O trabalho foi tocado pelo ex-presidente do Inep, Marcus Vinicius Rodrigues, que elegeu o tema como uma das prioridades dos primeiros 100 dias de governo. A demissão de Marcus Vinicius do instituto em meio à crise que culminou com a saída Ricardo Vélez Rodríguez -substituído por Abraham Weintraub- acabou atrasando o anúncio oficial do projeto.

MEC e Inep não responderam aos questionamentos da reportagem.

Bolsonaro e aliados são rivais da UNE (União Nacional dos Estudantes) e outras entidades estudantis. Deputados do partido do presidente tentam emplacar uma CPI (Comissão Parlamentar de Inquérito) na Câmara para investigar a organização e sua relação com governos do PT. A UNE é dominada há anos pelo PCdoB.

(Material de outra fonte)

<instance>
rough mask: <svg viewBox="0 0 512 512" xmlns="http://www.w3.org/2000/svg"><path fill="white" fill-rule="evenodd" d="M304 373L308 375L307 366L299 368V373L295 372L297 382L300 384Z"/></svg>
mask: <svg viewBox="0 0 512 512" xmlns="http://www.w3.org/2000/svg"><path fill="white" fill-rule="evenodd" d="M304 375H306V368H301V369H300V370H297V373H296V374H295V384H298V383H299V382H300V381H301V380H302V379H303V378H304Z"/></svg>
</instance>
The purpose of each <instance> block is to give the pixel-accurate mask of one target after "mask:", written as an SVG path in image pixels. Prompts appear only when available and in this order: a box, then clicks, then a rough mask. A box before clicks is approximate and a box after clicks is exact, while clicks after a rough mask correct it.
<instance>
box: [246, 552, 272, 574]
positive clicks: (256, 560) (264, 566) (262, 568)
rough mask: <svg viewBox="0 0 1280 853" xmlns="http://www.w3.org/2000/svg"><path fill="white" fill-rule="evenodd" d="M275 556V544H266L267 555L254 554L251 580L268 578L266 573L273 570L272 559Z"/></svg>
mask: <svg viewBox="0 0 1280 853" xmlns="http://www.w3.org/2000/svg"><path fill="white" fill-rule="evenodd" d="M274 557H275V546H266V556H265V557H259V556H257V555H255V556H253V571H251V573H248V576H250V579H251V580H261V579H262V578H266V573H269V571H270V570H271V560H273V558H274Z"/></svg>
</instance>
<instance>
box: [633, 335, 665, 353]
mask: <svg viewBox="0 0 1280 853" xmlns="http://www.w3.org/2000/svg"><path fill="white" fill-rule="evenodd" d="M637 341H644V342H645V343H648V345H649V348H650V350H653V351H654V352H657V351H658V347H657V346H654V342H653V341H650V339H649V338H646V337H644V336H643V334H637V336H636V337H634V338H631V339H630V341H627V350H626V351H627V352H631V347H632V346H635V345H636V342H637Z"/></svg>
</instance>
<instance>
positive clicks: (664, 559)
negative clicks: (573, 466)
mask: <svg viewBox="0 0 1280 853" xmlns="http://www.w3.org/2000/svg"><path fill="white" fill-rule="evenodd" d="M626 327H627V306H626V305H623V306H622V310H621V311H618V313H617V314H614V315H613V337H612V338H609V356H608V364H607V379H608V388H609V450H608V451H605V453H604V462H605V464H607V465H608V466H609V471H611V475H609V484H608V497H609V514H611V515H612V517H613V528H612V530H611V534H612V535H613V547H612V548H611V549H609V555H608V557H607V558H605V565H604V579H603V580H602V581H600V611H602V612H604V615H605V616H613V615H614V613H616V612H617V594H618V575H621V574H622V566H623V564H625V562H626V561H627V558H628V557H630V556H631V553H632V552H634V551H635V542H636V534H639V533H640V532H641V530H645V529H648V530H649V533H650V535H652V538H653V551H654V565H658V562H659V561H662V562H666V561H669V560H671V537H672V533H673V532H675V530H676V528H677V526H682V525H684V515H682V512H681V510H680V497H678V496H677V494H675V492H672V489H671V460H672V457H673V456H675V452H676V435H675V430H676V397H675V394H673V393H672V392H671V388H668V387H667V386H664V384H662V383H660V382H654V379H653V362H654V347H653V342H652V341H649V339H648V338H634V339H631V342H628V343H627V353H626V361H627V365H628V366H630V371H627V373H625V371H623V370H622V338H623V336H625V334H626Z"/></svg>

A aceitação da carteirinha feita pelo MEC esbarra na legislação. Uma lei de 2013, sobre o benefício do pagamento de meia-entrada, garante a emissão apenas à UNE, à Ubes (União Nacional dos Estudantes Secundaristas) e à ANPG (Associação Nacional de Pós-Graduandos).

Em 2015, decisão do ministro Dias Toffoli, do Supremo Tribunal Federal, entendeu que o documento também pode ser feito por entidades estudantis municipais e estaduais, sem vínculo necessário aos órgãos de âmbito nacional.

O plano do MEC, entretanto, é que estabelecimentos passem a aceitar a identificação oficial aos poucos. O governo não descarta uma futura tentativa de alterar a lei de meia entrada dentro do Congresso.

Para o presidente da Ubes, Predro Gorki, a iniciativa é uma forma de o governo afrontar as entidades, já que se trata de uma das principais formas de financiamento do movimento estudantil.

"A gente defende que as organizações da sociedade civil, não o Estado, garantam a meia entrada. Seria uma interferência do Estado", diz Gorki, que ressalta a garantia da legislação federal.

Antes da lei de 2013, sancionada pela presidente Dilma Rousseff (PT), houve uma medida provisória, em 2001, que abria a possibilidade de comprovação estudantil a partir de documento confeccionado pelas próprias instituições de ensino.

Na época, a UNE argumentou que se tratava de retaliação do governo Fernando Henrique Cardoso às mobilizações da entidade por melhorias na educação. Com a lei de 2013, a medida provisória foi revogada.